Korzystając z ostatnich ciepłych dni października pojechałam w okolice Ślęży. Ślęża należy do tych wyjątkowych miejsc, które zawsze z przyjemnością odwiedzam. Tym razem chciałam obejrzeć starożytne kamieniołomy leżące w północno-zachodniej części masywu Ślęży. Ostatni przystanek - wieś Sady, stamtąd ruszam w górę. Początkowo na przełaj przez las, kierując się kompasem i mapą, później część drogi przebywam czarnym szlakiem do skrzyżowania ze szlakiem archeologicznym z "niedźwiadkiem". Dalej idę "czarnym misiem" szukać reliktów kamieniołomów. Na szlaku wyjątkowo mało ludzi, nie licząc kilku turystów, idących w kierunku Przełęczy Tąpadła. Pogoda wyjątkowo ciepła jak na końcówkę października, sprzyjająca długim wędrówkom po lesie.
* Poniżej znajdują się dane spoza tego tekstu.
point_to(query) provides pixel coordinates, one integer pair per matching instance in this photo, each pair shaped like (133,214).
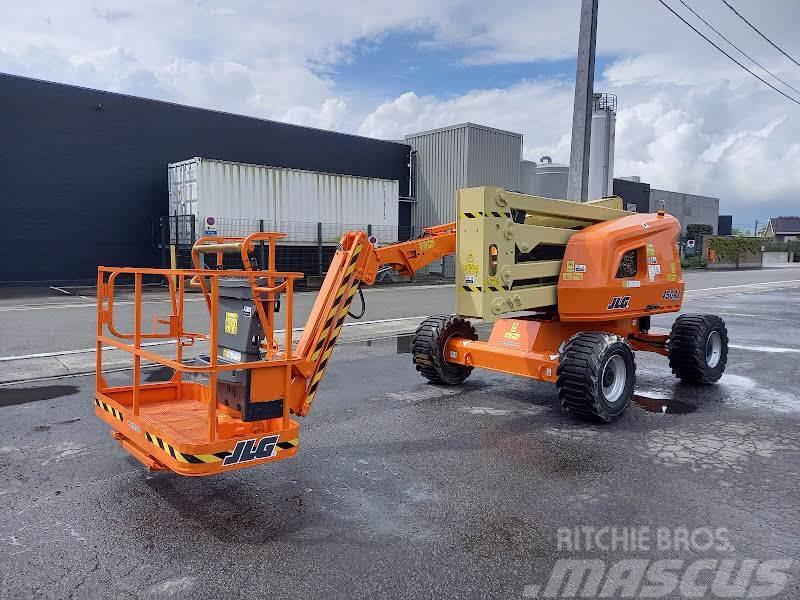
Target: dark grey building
(83,173)
(635,194)
(725,225)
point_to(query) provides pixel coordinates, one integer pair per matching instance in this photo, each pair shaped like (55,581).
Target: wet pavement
(405,489)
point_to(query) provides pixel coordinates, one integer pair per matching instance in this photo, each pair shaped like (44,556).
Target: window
(628,264)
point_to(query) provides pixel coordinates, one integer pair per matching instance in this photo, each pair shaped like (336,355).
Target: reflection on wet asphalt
(22,395)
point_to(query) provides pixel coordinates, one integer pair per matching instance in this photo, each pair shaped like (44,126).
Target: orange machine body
(182,426)
(594,285)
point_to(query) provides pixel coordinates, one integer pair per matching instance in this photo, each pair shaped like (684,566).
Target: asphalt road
(51,322)
(405,489)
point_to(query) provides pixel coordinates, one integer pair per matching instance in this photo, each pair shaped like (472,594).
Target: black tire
(596,376)
(428,347)
(698,348)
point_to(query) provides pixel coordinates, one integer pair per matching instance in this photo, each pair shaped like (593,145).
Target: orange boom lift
(570,287)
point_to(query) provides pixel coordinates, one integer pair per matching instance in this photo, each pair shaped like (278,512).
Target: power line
(742,52)
(754,28)
(700,33)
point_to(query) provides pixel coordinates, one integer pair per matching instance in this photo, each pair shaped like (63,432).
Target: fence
(307,248)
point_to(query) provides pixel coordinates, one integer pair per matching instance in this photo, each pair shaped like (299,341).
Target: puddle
(159,374)
(14,396)
(404,344)
(667,406)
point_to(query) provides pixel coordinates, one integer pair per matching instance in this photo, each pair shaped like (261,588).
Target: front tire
(429,345)
(698,348)
(596,376)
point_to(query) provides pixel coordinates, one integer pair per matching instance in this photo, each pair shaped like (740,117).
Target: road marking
(770,349)
(172,341)
(748,285)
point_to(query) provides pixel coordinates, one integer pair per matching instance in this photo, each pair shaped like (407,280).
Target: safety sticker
(231,323)
(619,302)
(470,267)
(232,354)
(513,332)
(427,245)
(109,409)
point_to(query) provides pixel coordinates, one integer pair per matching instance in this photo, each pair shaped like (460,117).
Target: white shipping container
(288,200)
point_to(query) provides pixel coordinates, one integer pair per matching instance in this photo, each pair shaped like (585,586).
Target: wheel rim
(614,378)
(713,349)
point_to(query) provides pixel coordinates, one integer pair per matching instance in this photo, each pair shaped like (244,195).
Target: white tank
(601,149)
(551,178)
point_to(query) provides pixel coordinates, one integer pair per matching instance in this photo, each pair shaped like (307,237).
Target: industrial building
(84,172)
(465,155)
(687,208)
(92,177)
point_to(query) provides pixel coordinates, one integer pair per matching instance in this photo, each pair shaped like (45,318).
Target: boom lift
(570,288)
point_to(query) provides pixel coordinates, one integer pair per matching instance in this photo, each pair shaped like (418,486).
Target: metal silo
(601,149)
(551,178)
Ślężańska przyroda zachwyca jesiennymi kolorami
Znaleziony w lesie dąb - pomnik przyrody
W rejonie Sobótki od V w. p.n.e. aż do XIII wieku istniał duży ośrodek kamieniarski. Na północno-zachodnich stokach Ślęży zachowały się ślady wyrobisk, będących pozostałością po dawnych kamieniołomach. W ich sąsiedztwie odnaleziono pozostałości pracowni kamieniarskich. Warsztaty kamieniarskie, działające w oparciu o miejscowy granit, specjalizowały się m.in. w produkcji kamieni żarnowych, które do czasów dzisiejszych odkrywane są na terenach Słowiańszczyzny i Europy Zachodniej, dokąd były dawniej eksportowane. Wyrabiano tu także detale architektoniczne. Z tego okresu pochodzi również grodzisko w Będkowicach ze skansenem osadniczym.
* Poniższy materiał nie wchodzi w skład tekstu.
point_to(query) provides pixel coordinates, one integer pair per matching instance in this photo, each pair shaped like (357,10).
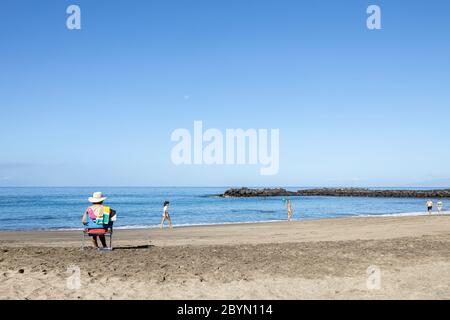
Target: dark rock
(335,192)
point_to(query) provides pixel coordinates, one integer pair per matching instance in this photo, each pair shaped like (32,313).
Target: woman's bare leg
(103,241)
(94,241)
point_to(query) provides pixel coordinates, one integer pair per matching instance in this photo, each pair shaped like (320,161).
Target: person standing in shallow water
(166,215)
(430,206)
(289,210)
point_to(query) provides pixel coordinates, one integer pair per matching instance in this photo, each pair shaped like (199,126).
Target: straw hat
(97,197)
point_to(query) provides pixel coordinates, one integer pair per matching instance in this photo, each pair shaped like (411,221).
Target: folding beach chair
(93,229)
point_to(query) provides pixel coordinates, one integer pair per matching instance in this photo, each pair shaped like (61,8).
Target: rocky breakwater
(266,192)
(335,192)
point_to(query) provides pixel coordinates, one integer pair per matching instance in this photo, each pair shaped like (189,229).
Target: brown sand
(325,259)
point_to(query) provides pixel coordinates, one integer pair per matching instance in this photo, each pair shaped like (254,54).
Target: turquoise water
(62,208)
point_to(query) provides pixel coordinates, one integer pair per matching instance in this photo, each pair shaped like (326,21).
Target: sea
(37,208)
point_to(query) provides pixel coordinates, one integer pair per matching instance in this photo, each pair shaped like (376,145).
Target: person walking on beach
(97,214)
(166,214)
(430,206)
(440,206)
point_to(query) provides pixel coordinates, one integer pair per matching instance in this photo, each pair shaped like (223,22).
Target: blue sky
(97,106)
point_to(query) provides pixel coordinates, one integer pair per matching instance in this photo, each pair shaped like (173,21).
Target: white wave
(402,214)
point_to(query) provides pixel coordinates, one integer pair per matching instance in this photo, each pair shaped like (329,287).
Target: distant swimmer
(166,215)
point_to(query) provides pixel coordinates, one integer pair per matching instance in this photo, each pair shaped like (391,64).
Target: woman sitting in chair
(98,216)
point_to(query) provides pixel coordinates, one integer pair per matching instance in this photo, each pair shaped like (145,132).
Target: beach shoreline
(324,259)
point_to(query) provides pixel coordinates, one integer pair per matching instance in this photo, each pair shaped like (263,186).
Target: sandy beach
(321,259)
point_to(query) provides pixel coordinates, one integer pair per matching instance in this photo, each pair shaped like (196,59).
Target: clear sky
(97,106)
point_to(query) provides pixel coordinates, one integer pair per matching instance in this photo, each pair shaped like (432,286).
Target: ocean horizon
(61,208)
W pobliżu wyrobisk można znaleźć fragmenty rozbitych kamieni żarnowych
Wracając do Sadów mały "bonus" w postaci dorodnych borowików
Super pogódkę trafiłaś.:)
OdpowiedzUsuńWydaje mi się że po tych wyrobiskach latałem kiedyś z kumplem, ale do końca nie jestem pewien. To były czasy częstego łażenia bez mapy, "na azymut i słońce". Ech...czasy ;)
Pozdrawiam.
Najlepiej chodzić z kompasem, na przełaj, wtedy można więcej zobaczyć ciekawych miejsc. Oczywiście warto mieć mapę pod ręką. Ostatnio tak chodziłam po lasach oleśnickich za grzybami :)
UsuńWymieniłyśmy już linki:) Będę tu chętnie zaglądać:) Ciekawy post o kamieniołomach, a ja jeszcze się na nie nie natknęłam na Ślęży...Mam to do nadrobienia:)
OdpowiedzUsuńPolecam zachodnią część Ślęży, zwłaszcza, że nie ma tu tłumów jak np. na Przełęczy Tąpadła ;)
UsuńŁadne borowiki ceglastopore. Surowe trujące, ugotowane - jadalne. Lokalnie zwane siniakami.
OdpowiedzUsuńNa żarna spor Ślęży, z racji ich ówczesnej wartości składała się zazwyczaj cała osada, lub wioska, więc nie był to towar tani.
Kiedyś znalazłem półsurowiec takiego w okolicy Będkowic - pęknięty i chyba dlatego porzucony.
Ładne zdjęcia.
Dzięki :) W tej okolicy znalazłam sporo grzybów, nie tylko borowiki, ale i zajączki, opieńki. Czytałam kiedyś, że archeolodzy znaleźli narzędzia z granitu ślężańskiego nawet w Szwajcarii i na północy Niemiec. Wykorzystywany był nie tylko na potrzeby gospodarcze, ale i do wyrobu elementów architektonicznych. Można go znaleźć w romańskich detalach budowli tego okresu we Wrocławiu, np. w katedrze wrocławskiej. Pozdrawiam.